Last season, Natalie told Carmy that Mikey left the restaurant—and her—in direct straits. She says he didn’t pay taxes for five years—so 2017 to 2021, since the plot of The Bears begins four months after Mikey’s 2022 death.

“And somehow I’m a co-owner in this nightmare and my home will be arrested if I don’t give them some money,” she says. (A co-owner of the Original Beef? Of the building? Inquiring auditors want to know!) “So I’ve spent the last few days on top of my other job and my life getting all of your documents in order so I can reach an agreement with them to pay a smaller amount. So I’m going to need you to go in there and get the payroll records from 2018.”

The “smaller amount” would refer to the penalties that the IRS imposes for unpaid taxes; the actual unpaid amount would still be required, though the IRS is generally willing to agree to a payment plan, Phillips says.

It’s not clear, however, what the missed tax payments were in the first place. Says Phillips: “One issue with the story line is the IRS will not allow you to continue to operate if you do not pay your quarterly payroll taxes, so it is very unlikely that the 2017-2021 tax years are for payroll, unless Mikey paid his employees are all in cash and now is filing taxes to pay payroll taxes and penalties.”
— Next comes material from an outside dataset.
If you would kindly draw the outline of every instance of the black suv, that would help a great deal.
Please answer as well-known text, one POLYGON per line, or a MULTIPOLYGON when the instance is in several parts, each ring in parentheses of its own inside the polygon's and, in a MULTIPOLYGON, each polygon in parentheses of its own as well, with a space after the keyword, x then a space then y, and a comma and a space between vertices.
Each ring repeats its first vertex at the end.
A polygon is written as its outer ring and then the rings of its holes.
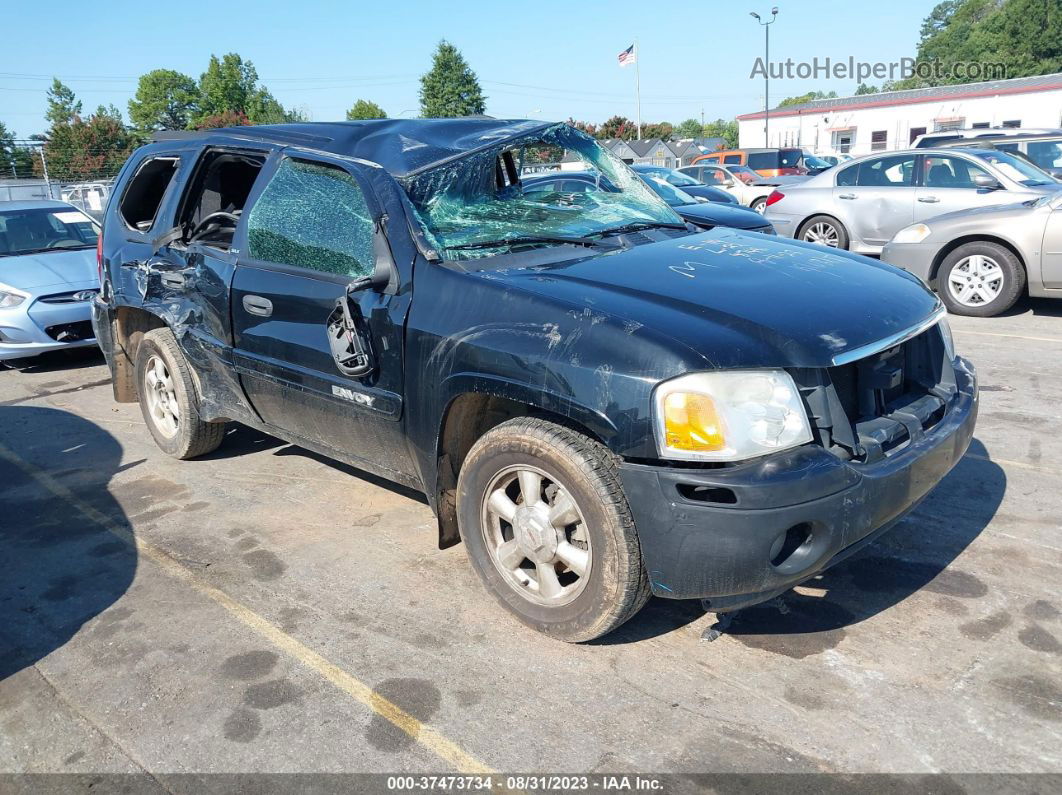
POLYGON ((688 226, 564 124, 383 120, 157 140, 123 168, 93 325, 181 459, 242 422, 422 489, 529 625, 650 593, 768 600, 965 451, 970 364, 917 278, 688 226), (527 191, 531 163, 614 190, 527 191))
“Restaurants have an annual income tax reporting requirement and a quarterly Form 941 employment tax filing requirement,” says the Illinois tax attorney. “So did they square up the income tax and the employment tax? Or did the brother evade the employment tax filing requirement by paying his employees under the table? This is where restaurants really get in trouble, tax-wise. Either they pay the employees under the table, or withhold the employee portion of employment tax and income tax but keep it and put the money back into the restaurant. The latter is called ‘pyramiding’ and it is taken extremely seriously by the IRS.”

On that front, Natalie faces some substantial personal peril: “Whoever is responsible for forking over the money to the feds but fails to do so is assessed as 100 percent of the liability personally; it’s called the Trust Fund Recovery Penalty,” the tax attorney continues. “The IRS’s other remedy in that situation is bringing the business to the federal court to obtain an injunction shutting down the business. But I’m guessing this was too boring to make it into the show.”

So the IRS Is Not Happy. What Happens Now?

Clearly, the IRS is wise to at least some of what happened at the Original Beef. But the Berzattos needn’t worry about handcuffs—for now.

IRS investigations can be a lengthy process, according to a veteran federal prosecutor with more than 15 years of experience reviewing tax cases who also spoke to The Ringers under the condition of anonymity because of concerns about their employer. Getting from the point when the IRS determines something is amiss to the agency dispatching a responsible officer—“essentially the FBI of tax crimes,” per the prosecutor, and “armed at all times”—is a process that can drag on for years.

One thing working in the Berzattos’ favor: Like a new restaurant in search of a quality kitchen staff, the IRS isn’t always flush with candidates. “There can be many reasons why a failure to pay over five straight years has not yet become a criminal matter,” the prosecutor said. “While the automatic notices may have gone out, it takes an actual human to follow up on those notices. The IRS has been strapped for personnel over the last 10 to 15 years and, as a result, a lot of these cases take time to simply be assigned to someone who can handle it.”